Hi Roi, we ended the era of putting employees first in the 1991-3 recession. In December 1993 my second line manager, a man named Gary, walked into our floor with a dazed look on his face. Like someone had died. I knew him well and he had been very good to me so I rushed over to see what was wrong. He said "I have to fire half my people" in a dazed and confused manner.

Gary ran IBM Systems Engineers in Sydney and Melbourne. This was 130 people. He had been told he had to fire 65 of them. It was his job to decide how he would go about that. Some of the men had been there 20+ years, a few even longer. As the news got around that this had to be done, and that it was being done world wide inside IBM as well as many other companies?

It quickly dawned on us that the days of going to work for a company when you graduated school or university and saying there for life was over. A few days later Gary and I were having a coffee and a quiet chat. I asked him if he realised that this meant the end of loyalty from employees for ever. That if all these big companies do these layoffs there would be no way back in the future.

He said he knew and he agreed with my position. He had argued it up the management line and he had been told this had to happen.

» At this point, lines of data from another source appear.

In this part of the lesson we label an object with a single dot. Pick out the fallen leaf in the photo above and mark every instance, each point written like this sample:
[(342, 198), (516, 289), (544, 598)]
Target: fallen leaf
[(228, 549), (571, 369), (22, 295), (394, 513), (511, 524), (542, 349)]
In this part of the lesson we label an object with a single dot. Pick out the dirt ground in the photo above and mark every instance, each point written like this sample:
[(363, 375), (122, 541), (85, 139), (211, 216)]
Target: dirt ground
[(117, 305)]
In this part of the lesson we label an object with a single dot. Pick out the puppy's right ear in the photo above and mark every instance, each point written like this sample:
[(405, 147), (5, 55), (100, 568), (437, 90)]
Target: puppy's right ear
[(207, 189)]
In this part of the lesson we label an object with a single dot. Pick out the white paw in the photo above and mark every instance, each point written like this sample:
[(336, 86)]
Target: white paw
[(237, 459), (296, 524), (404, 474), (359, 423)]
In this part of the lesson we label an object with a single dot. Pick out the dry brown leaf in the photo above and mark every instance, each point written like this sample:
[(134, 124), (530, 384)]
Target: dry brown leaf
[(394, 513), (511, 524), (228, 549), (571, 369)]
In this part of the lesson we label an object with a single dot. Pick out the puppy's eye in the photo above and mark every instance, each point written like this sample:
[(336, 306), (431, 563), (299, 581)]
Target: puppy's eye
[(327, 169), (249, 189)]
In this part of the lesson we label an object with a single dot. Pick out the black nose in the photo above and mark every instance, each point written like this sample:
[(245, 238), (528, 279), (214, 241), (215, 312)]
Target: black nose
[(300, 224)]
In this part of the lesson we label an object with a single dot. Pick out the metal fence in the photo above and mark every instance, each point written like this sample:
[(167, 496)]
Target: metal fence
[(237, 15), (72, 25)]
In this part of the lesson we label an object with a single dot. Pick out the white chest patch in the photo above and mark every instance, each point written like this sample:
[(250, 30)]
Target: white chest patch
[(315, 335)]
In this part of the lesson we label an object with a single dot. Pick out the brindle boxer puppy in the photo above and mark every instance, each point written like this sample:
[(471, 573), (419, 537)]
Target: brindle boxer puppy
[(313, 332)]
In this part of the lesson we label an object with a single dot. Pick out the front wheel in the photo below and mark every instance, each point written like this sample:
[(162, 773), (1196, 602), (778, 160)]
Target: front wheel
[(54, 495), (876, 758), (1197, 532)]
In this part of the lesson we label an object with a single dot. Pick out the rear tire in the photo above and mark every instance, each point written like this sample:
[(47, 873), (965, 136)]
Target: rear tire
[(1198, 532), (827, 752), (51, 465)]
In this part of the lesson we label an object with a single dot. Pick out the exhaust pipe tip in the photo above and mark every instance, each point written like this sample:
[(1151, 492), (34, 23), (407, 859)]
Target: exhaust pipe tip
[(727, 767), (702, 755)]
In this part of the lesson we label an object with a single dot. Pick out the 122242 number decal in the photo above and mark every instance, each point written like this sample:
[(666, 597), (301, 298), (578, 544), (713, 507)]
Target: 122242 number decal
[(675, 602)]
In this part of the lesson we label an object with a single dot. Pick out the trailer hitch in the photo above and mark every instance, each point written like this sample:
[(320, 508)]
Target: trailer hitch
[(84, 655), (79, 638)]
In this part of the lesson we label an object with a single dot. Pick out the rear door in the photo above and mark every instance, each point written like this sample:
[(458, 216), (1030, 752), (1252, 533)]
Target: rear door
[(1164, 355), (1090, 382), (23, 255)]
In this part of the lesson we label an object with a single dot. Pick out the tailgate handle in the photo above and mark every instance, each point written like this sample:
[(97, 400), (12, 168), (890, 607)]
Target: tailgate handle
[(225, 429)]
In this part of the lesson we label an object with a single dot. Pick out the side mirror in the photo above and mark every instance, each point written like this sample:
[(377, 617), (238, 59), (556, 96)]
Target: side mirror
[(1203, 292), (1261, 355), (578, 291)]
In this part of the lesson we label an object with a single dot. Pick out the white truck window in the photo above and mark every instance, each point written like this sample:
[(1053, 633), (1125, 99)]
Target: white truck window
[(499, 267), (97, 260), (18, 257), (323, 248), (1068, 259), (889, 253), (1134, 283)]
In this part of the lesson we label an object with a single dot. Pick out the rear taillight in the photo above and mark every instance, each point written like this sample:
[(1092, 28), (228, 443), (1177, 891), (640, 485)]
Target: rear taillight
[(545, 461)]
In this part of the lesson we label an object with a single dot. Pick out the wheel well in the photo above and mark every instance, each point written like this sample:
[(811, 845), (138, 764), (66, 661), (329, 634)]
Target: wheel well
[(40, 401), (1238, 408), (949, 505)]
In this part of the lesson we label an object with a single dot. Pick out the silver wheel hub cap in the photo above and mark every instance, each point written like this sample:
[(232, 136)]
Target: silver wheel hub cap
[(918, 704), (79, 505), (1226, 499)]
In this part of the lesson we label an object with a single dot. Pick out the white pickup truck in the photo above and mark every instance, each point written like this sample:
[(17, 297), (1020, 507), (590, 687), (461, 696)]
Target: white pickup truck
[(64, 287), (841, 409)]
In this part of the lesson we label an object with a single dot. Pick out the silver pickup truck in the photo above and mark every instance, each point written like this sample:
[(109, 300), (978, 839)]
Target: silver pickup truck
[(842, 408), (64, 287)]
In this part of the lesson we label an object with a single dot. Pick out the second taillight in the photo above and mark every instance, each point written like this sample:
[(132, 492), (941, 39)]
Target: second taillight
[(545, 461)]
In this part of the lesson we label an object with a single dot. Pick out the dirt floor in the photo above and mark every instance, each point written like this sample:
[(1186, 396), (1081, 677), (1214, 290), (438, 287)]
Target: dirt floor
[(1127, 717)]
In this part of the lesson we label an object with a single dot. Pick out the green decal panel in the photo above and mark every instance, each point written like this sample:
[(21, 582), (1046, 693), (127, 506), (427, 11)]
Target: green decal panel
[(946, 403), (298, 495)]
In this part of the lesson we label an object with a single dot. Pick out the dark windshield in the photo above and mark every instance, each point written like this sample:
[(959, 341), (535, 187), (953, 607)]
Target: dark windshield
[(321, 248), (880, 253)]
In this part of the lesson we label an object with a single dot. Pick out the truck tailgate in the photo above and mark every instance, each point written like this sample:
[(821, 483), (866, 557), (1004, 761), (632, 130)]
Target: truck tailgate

I also talked to the deputy Managing Director of IBM who was Garys bosses, bosses, boss basically. His name was Henry Chow and he later went on to be Managing Director of IBM China. I knew Henry personally because of a proposal I had put to him to implement Meta5 across all non sales reps in the company.

Henry and I were chatting over my proposal and the discussion turned to the layoffs. I said to him that if they go ahead as planned that would be the "end of loyalty". I said "Who would come to work for IBM if IBM has a history of laying people off?"

He laughed at me and said: "Peter, I don't even know why I come to work any more."

I said to him: "Henry, if you don't know why you come to work here, what do you imagine I would make of that being one of 1,400 people who report to you?"

He said: "I don't know what to make of working for IBM any more. And I gather you don't know what to make of it either."

And we both just shook our heads and closed out the chat. It was that discussion that had me pretty sure I would have to resign once the market got better.